WASHINGTON, D.C. – Today, U.S. Senator Tammy Baldwin (D-WI) pressed the Trump Administration on the Department of Veteran Affairs’ (VA) decision to cut staff and restructure the Veterans Health Administration (VHA)—which would eliminate critical resources for VA hospitals, cut positions, and jeopardize care for Wisconsin veterans.
“I have heard from veterans, healthcare providers, and community organizations across Wisconsin who have expressed deep concern that this restructuring could weaken access to timely, high-quality care for veterans who rely on the VA system. While the VA has stated that field operations will remain unaffected by this restructuring, those assurances must be supported by transparent plans and clear metrics for success.
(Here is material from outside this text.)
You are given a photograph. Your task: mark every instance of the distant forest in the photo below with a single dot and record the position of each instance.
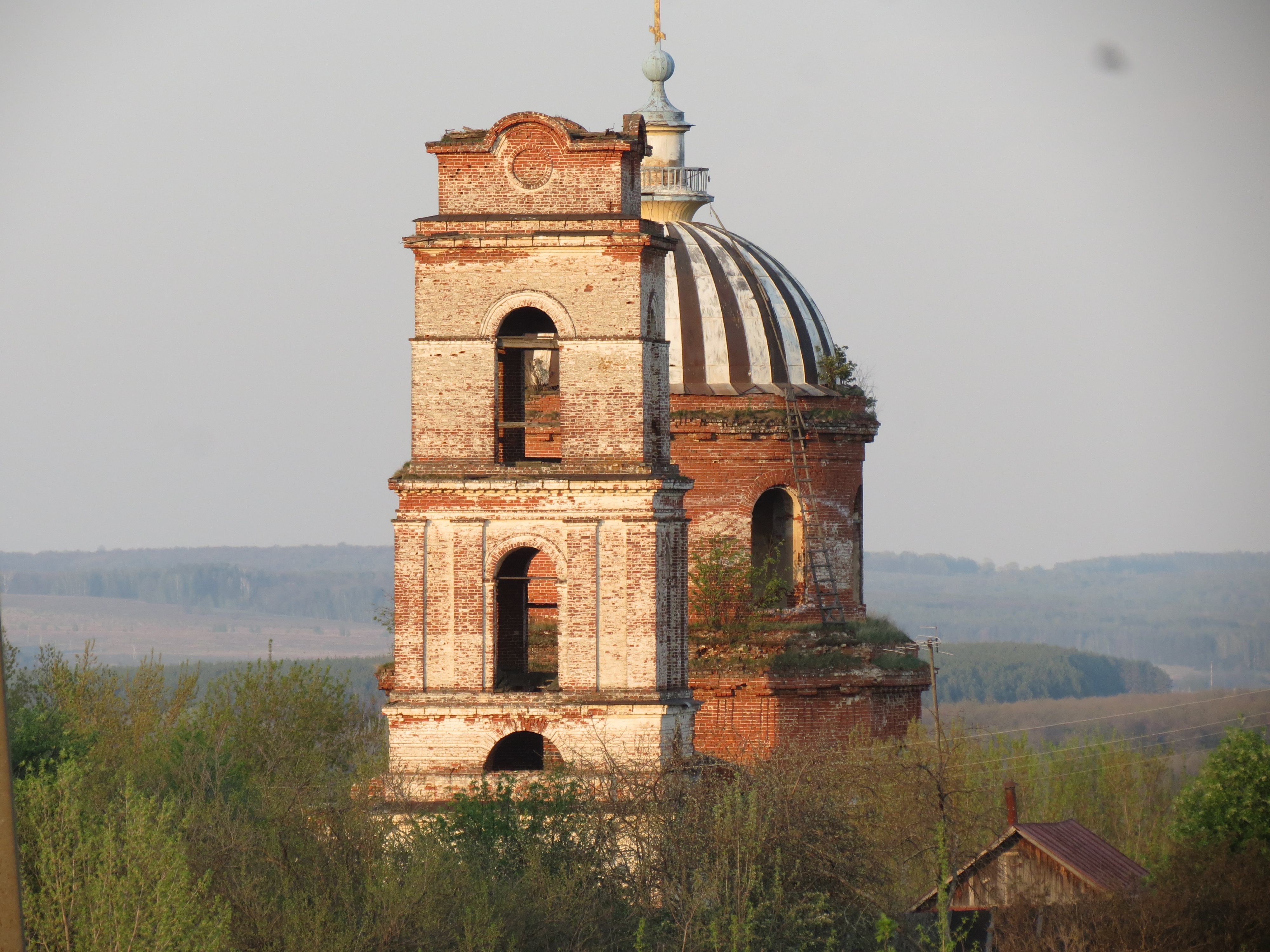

Local communities need to know that access to care will not be compromised through the pursuit of administrative efficiency,” Senator Baldwin wrote in a letter to VA Secretary Doug Collins.
Wisconsin is home to several major VA medical centers, providing essential care for thousands of veterans. However, as the Trump Administration has already cut the VA workforce by 30,000 employees in the past year, Wisconsin veterans face challenges in accessing timely, high-quality care. Senator Baldwin pushed back on these cuts and demanded they be reversed, stressing that dramatic reductions in staff would jeopardize veterans’ earned care and benefits.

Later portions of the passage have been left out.